The question of apostasy in early Islamic history was closely associated with the security of the Muslim community, defined in terms of combating treachery and aggression… Anyone who became a Muslim joined the believers, and anyone who rejected Islam usually joined the side of the unbelievers who were not at peace with Muslims. Thus the issue of apostasy was closely related to both the identity and survival of Muslims. Any tradition from the Prophet indicating that apostates should be killed should be understood within this broader political framework… Similarly, apostasy on its own would not be a justification for killing people, unless they were actively threatening or fighting the Muslim community.

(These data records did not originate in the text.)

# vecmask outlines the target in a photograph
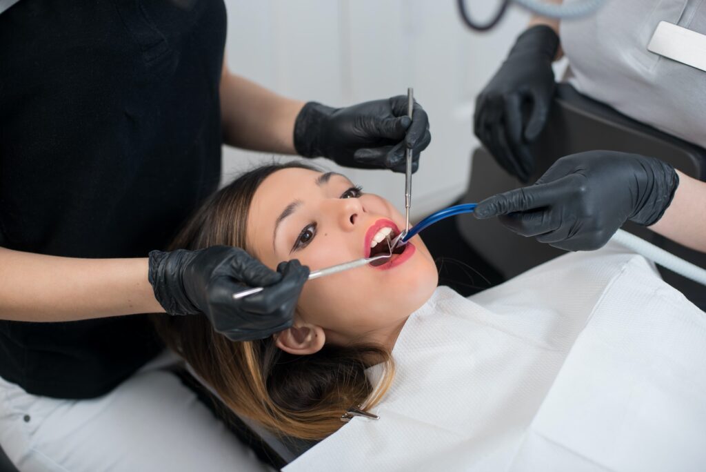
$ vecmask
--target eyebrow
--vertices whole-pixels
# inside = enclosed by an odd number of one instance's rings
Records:
[[[301,200],[294,200],[291,203],[287,205],[285,209],[282,210],[282,213],[280,213],[280,216],[277,217],[277,220],[275,222],[275,230],[272,233],[272,249],[273,250],[275,249],[275,241],[277,239],[277,230],[280,228],[280,223],[281,223],[285,218],[297,211],[297,208],[304,205],[304,202]]]
[[[333,177],[334,175],[340,175],[340,177],[345,179],[347,179],[347,177],[346,177],[346,176],[344,175],[343,174],[340,174],[339,172],[326,172],[325,174],[321,174],[318,177],[316,177],[316,180],[314,182],[318,187],[322,187],[328,184],[328,181],[330,180],[331,177]],[[287,205],[285,208],[285,209],[282,211],[282,213],[280,213],[280,216],[277,217],[277,220],[275,221],[275,230],[273,231],[272,233],[272,249],[273,252],[277,251],[277,249],[275,247],[275,241],[277,240],[277,230],[280,228],[280,223],[281,223],[285,220],[285,218],[292,216],[292,213],[297,211],[297,208],[304,205],[304,202],[301,201],[301,200],[294,200],[291,203]]]
[[[345,175],[344,175],[343,174],[339,174],[338,172],[326,172],[325,174],[321,174],[318,177],[316,177],[316,185],[321,187],[322,185],[328,184],[328,181],[330,180],[331,177],[333,177],[334,175],[340,175],[344,179],[347,178]]]

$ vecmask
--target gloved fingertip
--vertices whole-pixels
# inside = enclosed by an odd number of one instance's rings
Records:
[[[493,205],[492,203],[486,203],[481,201],[478,203],[478,206],[477,206],[475,210],[474,210],[473,216],[479,220],[484,220],[491,216],[494,216],[496,212],[497,207],[495,205]]]

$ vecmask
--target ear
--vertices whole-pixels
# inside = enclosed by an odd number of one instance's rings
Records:
[[[275,334],[275,345],[289,354],[306,355],[323,347],[326,335],[321,326],[303,323]]]

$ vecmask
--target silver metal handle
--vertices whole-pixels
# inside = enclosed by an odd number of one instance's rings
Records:
[[[407,89],[407,114],[412,119],[414,107],[414,90]],[[412,206],[412,149],[407,150],[407,167],[405,170],[405,231],[409,230],[409,207]]]

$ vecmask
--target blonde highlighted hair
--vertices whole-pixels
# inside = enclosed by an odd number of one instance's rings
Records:
[[[271,174],[287,168],[318,171],[302,163],[272,164],[246,172],[216,192],[189,220],[172,249],[227,244],[249,250],[248,212],[253,195]],[[332,307],[332,309],[335,309]],[[326,344],[314,354],[294,355],[272,337],[236,342],[215,332],[205,317],[155,317],[165,343],[241,416],[273,432],[321,439],[340,428],[350,407],[366,411],[384,396],[394,375],[390,353],[371,344]],[[382,364],[377,387],[365,370]]]

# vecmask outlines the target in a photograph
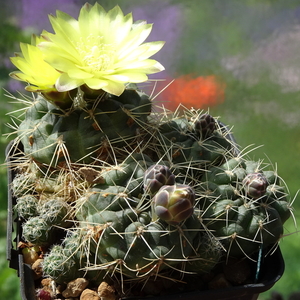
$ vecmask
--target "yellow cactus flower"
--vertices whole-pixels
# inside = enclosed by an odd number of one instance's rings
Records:
[[[57,11],[50,22],[55,33],[44,32],[38,47],[61,73],[55,84],[60,92],[86,85],[118,96],[126,83],[144,82],[147,74],[164,70],[149,59],[164,42],[143,44],[152,25],[134,24],[118,6],[106,12],[98,3],[85,4],[78,20]]]
[[[36,43],[42,39],[33,36],[32,44],[20,43],[22,53],[16,53],[11,57],[11,62],[21,71],[11,72],[9,75],[17,80],[25,81],[27,91],[49,92],[56,91],[55,83],[60,72],[44,61],[43,52],[36,47]]]

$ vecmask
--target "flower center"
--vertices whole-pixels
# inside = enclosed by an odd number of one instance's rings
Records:
[[[111,68],[115,62],[114,44],[104,43],[103,36],[90,34],[85,38],[80,38],[76,44],[76,49],[84,64],[84,69],[97,73]]]

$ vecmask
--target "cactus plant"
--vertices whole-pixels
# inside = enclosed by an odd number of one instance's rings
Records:
[[[55,34],[22,44],[12,58],[21,72],[11,74],[38,93],[11,150],[11,188],[44,276],[130,296],[279,241],[291,206],[277,173],[240,155],[217,118],[156,112],[132,84],[163,69],[148,59],[163,43],[141,44],[150,25],[99,4],[78,21],[59,11],[50,19]]]

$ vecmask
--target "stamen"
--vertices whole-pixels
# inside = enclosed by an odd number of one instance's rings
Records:
[[[90,34],[87,37],[81,37],[76,43],[76,49],[85,67],[89,68],[92,73],[106,71],[115,62],[115,45],[104,43],[103,36]]]

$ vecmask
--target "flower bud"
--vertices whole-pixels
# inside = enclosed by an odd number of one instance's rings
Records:
[[[268,181],[262,173],[250,173],[244,178],[243,186],[246,194],[256,199],[266,193]]]
[[[155,195],[156,215],[170,225],[178,225],[194,212],[195,192],[189,185],[165,185]]]
[[[175,175],[164,165],[153,165],[144,174],[144,190],[155,195],[164,185],[174,185]]]
[[[195,131],[200,133],[202,138],[210,136],[216,129],[216,120],[209,114],[201,115],[195,122]]]

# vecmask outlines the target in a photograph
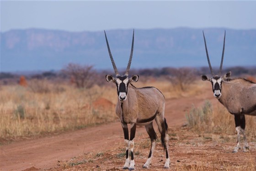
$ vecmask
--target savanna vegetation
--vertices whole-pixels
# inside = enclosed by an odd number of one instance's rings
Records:
[[[229,69],[237,71],[226,70]],[[256,73],[253,68],[240,70],[241,74]],[[202,93],[204,84],[197,81],[200,80],[200,73],[203,72],[208,72],[205,68],[164,68],[132,70],[130,75],[136,73],[141,76],[139,81],[134,84],[136,87],[155,86],[168,98]],[[116,88],[105,79],[106,73],[112,73],[97,72],[91,66],[70,63],[59,72],[25,76],[1,73],[1,141],[116,120]],[[224,125],[233,127],[232,116],[224,109],[213,111],[210,104],[206,104],[201,110],[192,108],[187,115],[192,130],[233,132],[233,130],[222,127]],[[218,116],[218,114],[221,114]],[[247,120],[255,122],[254,119]],[[255,137],[256,124],[249,124],[247,123],[248,126],[252,129],[247,132]]]

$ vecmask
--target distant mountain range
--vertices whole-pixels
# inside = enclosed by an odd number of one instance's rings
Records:
[[[208,66],[203,30],[213,67],[219,65],[224,30],[224,67],[256,66],[256,29],[177,28],[135,29],[131,68]],[[133,30],[106,31],[117,68],[125,68]],[[69,62],[112,68],[103,30],[14,30],[1,32],[0,42],[1,72],[56,70]]]

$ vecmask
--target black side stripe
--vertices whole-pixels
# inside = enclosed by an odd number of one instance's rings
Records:
[[[155,118],[155,117],[156,116],[156,115],[157,114],[158,114],[158,111],[156,111],[156,112],[155,112],[155,114],[154,115],[154,116],[150,117],[149,118],[148,118],[148,119],[138,119],[137,120],[137,122],[138,123],[147,123],[147,122],[149,122],[150,121],[152,121],[152,120],[153,120]]]

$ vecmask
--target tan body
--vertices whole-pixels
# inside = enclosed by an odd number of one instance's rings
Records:
[[[139,75],[133,75],[128,78],[133,54],[134,33],[133,30],[130,58],[125,73],[121,76],[111,54],[106,32],[105,32],[109,57],[116,74],[115,78],[107,74],[106,76],[106,79],[108,82],[114,83],[117,86],[118,98],[116,114],[121,121],[126,147],[125,163],[123,168],[128,169],[129,171],[135,169],[133,139],[135,137],[137,125],[145,126],[151,141],[148,159],[143,167],[144,168],[149,167],[157,138],[153,125],[153,121],[155,120],[161,134],[162,145],[165,151],[165,162],[164,167],[168,169],[170,168],[169,135],[168,125],[165,118],[164,95],[157,88],[154,87],[136,88],[133,86],[131,83],[137,82],[139,80]],[[130,138],[128,127],[128,124],[131,124]],[[129,151],[131,154],[130,159]]]
[[[219,102],[233,114],[256,115],[256,83],[243,78],[223,80]]]
[[[161,114],[164,109],[164,97],[158,89],[154,87],[138,88],[130,84],[127,100],[118,101],[116,113],[122,122],[145,125],[152,122],[156,115],[162,116],[164,119]],[[147,119],[148,122],[144,122]]]

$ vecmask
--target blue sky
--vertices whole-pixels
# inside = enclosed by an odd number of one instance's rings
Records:
[[[256,29],[256,1],[5,1],[0,30]]]

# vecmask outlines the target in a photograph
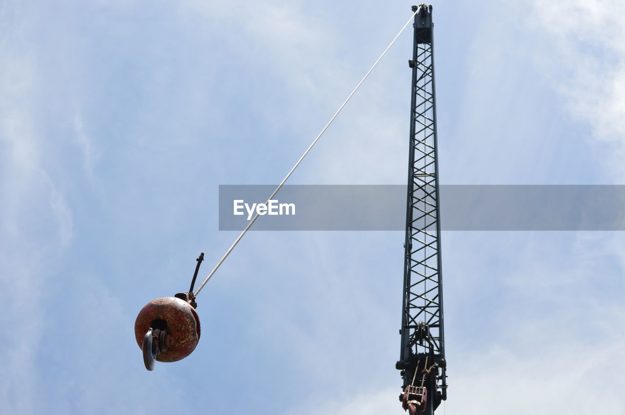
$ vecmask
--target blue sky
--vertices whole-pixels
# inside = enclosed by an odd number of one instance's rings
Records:
[[[442,183],[624,184],[622,2],[433,5]],[[236,237],[218,185],[278,182],[410,6],[2,2],[1,411],[401,413],[401,232],[251,232],[192,355],[149,373],[132,330]],[[404,183],[411,42],[289,183]],[[444,413],[622,411],[621,233],[442,240]]]

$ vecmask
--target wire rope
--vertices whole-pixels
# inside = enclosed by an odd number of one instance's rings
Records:
[[[410,23],[410,22],[412,20],[414,16],[416,16],[417,13],[419,12],[419,11],[421,10],[421,6],[419,6],[419,7],[417,7],[416,11],[410,17],[410,19],[408,19],[408,21],[406,22],[406,24],[404,24],[404,26],[401,28],[401,30],[399,31],[399,32],[397,34],[397,36],[396,36],[394,38],[393,38],[392,41],[391,41],[391,43],[389,44],[389,46],[386,47],[386,49],[384,49],[384,51],[382,52],[382,54],[380,55],[380,57],[378,58],[377,61],[376,61],[376,62],[373,64],[373,66],[371,67],[371,69],[369,70],[369,72],[368,72],[364,77],[362,77],[362,79],[361,79],[359,82],[358,82],[358,84],[356,85],[356,87],[354,89],[354,90],[351,92],[351,94],[350,94],[347,97],[347,99],[343,102],[342,104],[341,104],[341,105],[339,107],[339,109],[337,110],[336,112],[334,113],[334,115],[332,115],[332,118],[330,119],[330,120],[328,121],[328,124],[326,124],[326,126],[323,127],[322,130],[321,130],[321,132],[319,133],[319,134],[317,135],[317,137],[312,141],[312,144],[311,144],[311,145],[308,146],[308,148],[306,149],[306,150],[304,152],[304,154],[302,154],[302,157],[299,157],[299,160],[298,160],[297,163],[295,164],[295,165],[293,166],[292,168],[291,168],[291,170],[289,172],[289,173],[286,175],[286,176],[284,177],[284,178],[282,179],[282,182],[280,182],[280,184],[278,185],[278,187],[276,188],[276,190],[274,190],[273,193],[271,193],[271,195],[269,197],[269,198],[268,198],[266,204],[268,203],[269,201],[273,198],[273,197],[276,195],[276,193],[277,193],[280,190],[280,189],[282,188],[282,187],[284,185],[284,183],[289,179],[289,177],[291,177],[291,175],[293,173],[293,172],[294,172],[295,169],[298,168],[298,166],[299,165],[299,164],[302,162],[302,160],[304,160],[304,157],[306,157],[306,155],[308,154],[309,152],[310,152],[310,150],[312,149],[313,146],[314,146],[314,145],[317,143],[319,139],[321,137],[321,135],[323,135],[323,133],[326,132],[326,130],[328,129],[328,127],[330,126],[330,124],[331,124],[332,122],[334,120],[334,119],[336,118],[336,116],[339,115],[339,113],[340,113],[341,111],[343,109],[343,107],[345,107],[348,102],[349,102],[349,100],[351,99],[351,97],[354,96],[354,94],[356,94],[356,92],[357,90],[358,90],[358,88],[360,87],[360,85],[362,84],[362,82],[364,82],[364,80],[367,79],[367,77],[368,77],[369,74],[371,73],[374,68],[375,68],[376,66],[378,66],[378,64],[379,62],[379,61],[381,61],[384,56],[386,54],[386,52],[388,52],[388,50],[391,49],[391,46],[392,46],[392,44],[395,43],[395,41],[397,40],[397,38],[399,37],[399,35],[401,34],[402,32],[404,31],[404,29],[406,29],[406,27],[408,26],[408,24]],[[194,296],[197,296],[198,294],[199,293],[199,291],[202,290],[202,288],[204,288],[204,286],[206,285],[206,283],[208,282],[208,280],[211,279],[211,277],[213,275],[214,275],[217,270],[219,268],[219,266],[221,266],[221,264],[222,264],[224,261],[226,260],[226,258],[228,258],[228,255],[230,255],[230,253],[232,251],[233,249],[234,249],[234,247],[236,247],[238,243],[239,243],[239,241],[241,240],[243,236],[246,233],[247,233],[249,228],[252,227],[252,225],[254,225],[254,222],[255,222],[256,221],[256,219],[258,218],[259,215],[259,213],[257,212],[256,215],[254,217],[254,218],[252,218],[252,220],[249,222],[249,223],[248,223],[248,226],[245,227],[245,228],[242,230],[242,232],[238,236],[238,237],[237,237],[237,238],[234,240],[234,242],[230,246],[230,248],[229,248],[228,250],[226,251],[226,253],[224,254],[224,256],[222,256],[221,259],[219,260],[219,261],[217,263],[217,265],[215,265],[215,267],[212,268],[212,271],[211,271],[211,273],[208,275],[208,276],[207,276],[206,278],[204,280],[204,281],[202,281],[202,283],[200,285],[200,286],[198,287],[198,290],[196,290],[196,292],[193,293]]]

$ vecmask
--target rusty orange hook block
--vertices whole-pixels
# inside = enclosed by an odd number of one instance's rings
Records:
[[[175,362],[184,359],[198,346],[200,325],[195,311],[198,304],[193,286],[203,260],[202,253],[196,260],[198,265],[189,292],[156,298],[139,312],[134,322],[134,336],[143,351],[143,362],[148,370],[154,370],[156,361]]]

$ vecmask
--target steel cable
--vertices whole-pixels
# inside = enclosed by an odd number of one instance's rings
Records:
[[[273,197],[276,195],[276,193],[277,193],[280,190],[280,189],[282,188],[282,187],[284,185],[284,183],[288,180],[289,177],[291,177],[291,175],[292,174],[293,172],[295,171],[295,169],[298,168],[298,166],[299,165],[299,164],[302,162],[302,160],[304,160],[304,157],[306,157],[306,155],[308,154],[308,152],[310,152],[312,147],[317,143],[319,138],[321,138],[321,135],[323,135],[323,133],[326,132],[326,130],[328,129],[328,127],[330,126],[330,124],[332,124],[332,122],[334,120],[334,119],[336,118],[336,116],[339,115],[339,113],[341,112],[341,110],[343,109],[343,107],[348,103],[348,102],[351,99],[351,97],[354,95],[356,92],[358,90],[358,88],[359,88],[360,85],[362,84],[362,82],[364,82],[364,80],[367,79],[367,77],[368,77],[369,74],[371,73],[374,68],[375,68],[376,66],[378,66],[378,62],[379,62],[379,61],[382,60],[382,58],[384,57],[384,56],[386,54],[386,52],[388,51],[388,50],[391,48],[391,46],[392,46],[392,44],[395,43],[395,41],[397,40],[397,38],[399,37],[399,35],[401,34],[402,32],[404,31],[404,29],[406,29],[406,27],[408,26],[408,24],[410,23],[410,22],[412,20],[414,16],[416,16],[417,13],[419,12],[419,11],[421,10],[421,7],[422,7],[421,6],[419,6],[419,7],[417,7],[416,11],[410,17],[410,19],[408,19],[408,21],[406,22],[406,24],[404,24],[404,26],[401,28],[401,30],[399,31],[399,32],[397,34],[397,36],[396,36],[395,37],[392,39],[392,41],[391,41],[391,43],[389,44],[389,46],[386,47],[386,49],[384,49],[384,51],[382,52],[381,55],[380,55],[380,57],[378,58],[377,61],[376,61],[376,63],[373,64],[373,66],[371,67],[371,69],[369,70],[369,72],[368,72],[367,74],[361,80],[361,81],[358,82],[358,84],[356,86],[356,88],[354,89],[354,90],[351,92],[351,94],[349,94],[349,96],[347,97],[347,99],[342,103],[342,104],[339,107],[339,109],[337,110],[336,112],[334,113],[334,115],[332,116],[332,118],[330,119],[330,120],[328,122],[328,124],[326,124],[326,126],[323,127],[323,129],[321,130],[321,132],[319,133],[319,135],[317,135],[317,137],[312,141],[312,143],[308,147],[306,150],[304,152],[304,154],[302,155],[302,157],[299,157],[299,160],[298,160],[298,162],[295,164],[295,165],[293,166],[293,168],[291,169],[291,171],[289,172],[289,173],[286,175],[284,178],[282,179],[282,182],[280,182],[280,184],[278,185],[278,187],[276,188],[275,190],[274,190],[274,192],[271,193],[271,196],[269,197],[269,198],[268,198],[266,204],[268,203],[269,201],[273,198]],[[212,275],[215,273],[215,272],[219,268],[221,264],[223,263],[226,258],[228,258],[228,255],[230,255],[230,253],[232,252],[233,249],[234,249],[234,247],[236,247],[237,244],[239,243],[239,241],[241,240],[241,238],[243,237],[243,235],[244,235],[249,230],[249,228],[252,227],[252,225],[254,225],[254,222],[255,222],[256,221],[256,219],[258,218],[259,215],[259,213],[257,212],[256,215],[249,222],[249,223],[248,224],[248,226],[245,227],[245,229],[243,230],[243,231],[241,233],[239,237],[234,240],[234,242],[232,244],[232,245],[231,245],[230,248],[228,248],[228,250],[227,250],[226,251],[226,253],[224,254],[224,256],[222,256],[221,259],[219,260],[219,262],[217,263],[217,265],[215,265],[215,267],[212,268],[212,271],[211,271],[211,273],[208,275],[208,276],[206,277],[206,278],[204,280],[202,284],[199,287],[198,287],[198,290],[196,291],[195,293],[194,293],[194,295],[197,296],[199,291],[202,290],[202,288],[204,288],[204,286],[206,285],[206,283],[208,282],[208,280],[211,279],[211,277],[212,276]]]

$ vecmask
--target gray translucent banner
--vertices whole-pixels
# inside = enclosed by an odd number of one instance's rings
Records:
[[[242,230],[257,212],[253,204],[265,203],[276,187],[219,185],[219,230]],[[443,185],[439,190],[441,230],[625,230],[625,185]],[[404,231],[407,192],[402,185],[286,185],[260,208],[264,214],[250,230]],[[431,228],[432,199],[422,191],[413,197],[429,202],[418,205],[416,225]]]

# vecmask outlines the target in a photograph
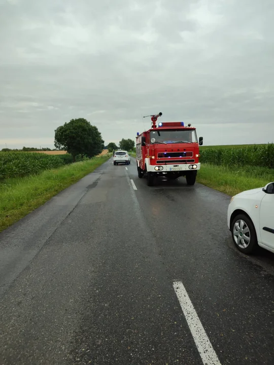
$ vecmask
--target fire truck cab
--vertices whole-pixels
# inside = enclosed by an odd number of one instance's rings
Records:
[[[160,113],[152,117],[150,129],[136,137],[136,158],[138,177],[146,177],[149,186],[156,177],[175,179],[186,177],[188,185],[194,185],[200,169],[199,145],[202,137],[197,138],[196,128],[183,122],[159,123]],[[155,120],[156,119],[156,120]]]

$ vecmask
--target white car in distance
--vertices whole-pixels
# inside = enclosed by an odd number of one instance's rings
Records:
[[[129,165],[130,163],[130,156],[127,151],[120,150],[115,152],[113,156],[113,164],[118,165],[119,163]]]
[[[232,197],[227,225],[241,252],[250,253],[259,245],[274,252],[274,182]]]

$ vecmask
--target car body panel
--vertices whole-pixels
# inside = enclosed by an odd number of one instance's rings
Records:
[[[252,221],[258,244],[274,252],[274,234],[263,230],[274,229],[274,194],[267,194],[262,188],[243,192],[231,198],[227,209],[227,225],[231,227],[231,216],[236,210],[247,214]]]
[[[123,154],[119,154],[120,153],[123,153]],[[130,161],[130,156],[128,153],[123,150],[116,151],[113,156],[113,162],[117,163],[126,163],[129,162]]]
[[[272,232],[269,232],[270,230],[272,230]],[[274,250],[274,194],[265,193],[262,200],[260,231],[261,243]]]

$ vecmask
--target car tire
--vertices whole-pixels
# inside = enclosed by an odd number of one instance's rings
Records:
[[[189,171],[186,174],[186,179],[188,185],[194,185],[196,181],[197,171]]]
[[[153,186],[154,184],[154,176],[151,172],[147,172],[147,182],[148,186]]]
[[[254,225],[247,215],[236,215],[233,220],[230,228],[233,242],[239,251],[251,253],[258,248]]]

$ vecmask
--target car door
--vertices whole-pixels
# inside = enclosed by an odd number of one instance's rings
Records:
[[[260,231],[261,243],[274,249],[274,193],[271,192],[274,190],[268,191],[261,203]]]

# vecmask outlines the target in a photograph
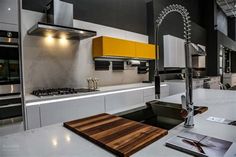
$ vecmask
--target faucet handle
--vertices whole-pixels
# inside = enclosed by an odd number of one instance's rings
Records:
[[[188,116],[188,110],[187,110],[185,95],[181,96],[181,102],[182,102],[182,109],[180,111],[180,115],[182,118],[186,118]]]
[[[185,97],[185,95],[182,95],[182,96],[181,96],[181,103],[182,103],[182,109],[187,110],[186,97]]]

In the final tally, while it may be difficult for outside observers to understand exactly why the apostasy charge remains “on the books” in Islam, it’s significantly less difficult to find plausible political explanations for the writers of the two Op-Eds choosing to speak so glibly about it with respect to Barack Obama. Both draw their paychecks from right-leaning think tanks whose opponents frequently include, despite the bipartisan veneer, both Democrats and Islam. The insinuation that Obama may be a Muslim apostate manages to, as mentioned previously, keep the rumor mill going that much longer. And playing fast and loose with the facts, rather than truth telling or debate, is the point of “swiftboating.” Luttwak, in his interactions with the Clark Hoyt, the Times’ Public Editor, in fact tipped his hand. According to Hoyt, Luttwak not only puzzlingly cited a scholar in his defense “whom he did not identify… [who] also did not agree with Luttwak,” but he also charged that the scholars Hoyt had spoken with were misrepresenting Islam by calling it “a tolerant religion of peace,” noting that in fact Islam is “intolerant.”

“Several of the scholars agreed that, in classical Sharia, apostasy is a capital crime,” Hoyt recounted, “but they said that Islamic thinking is evolving.” Alas, the same does not seem to be true of those who made these claims about Barack Obama.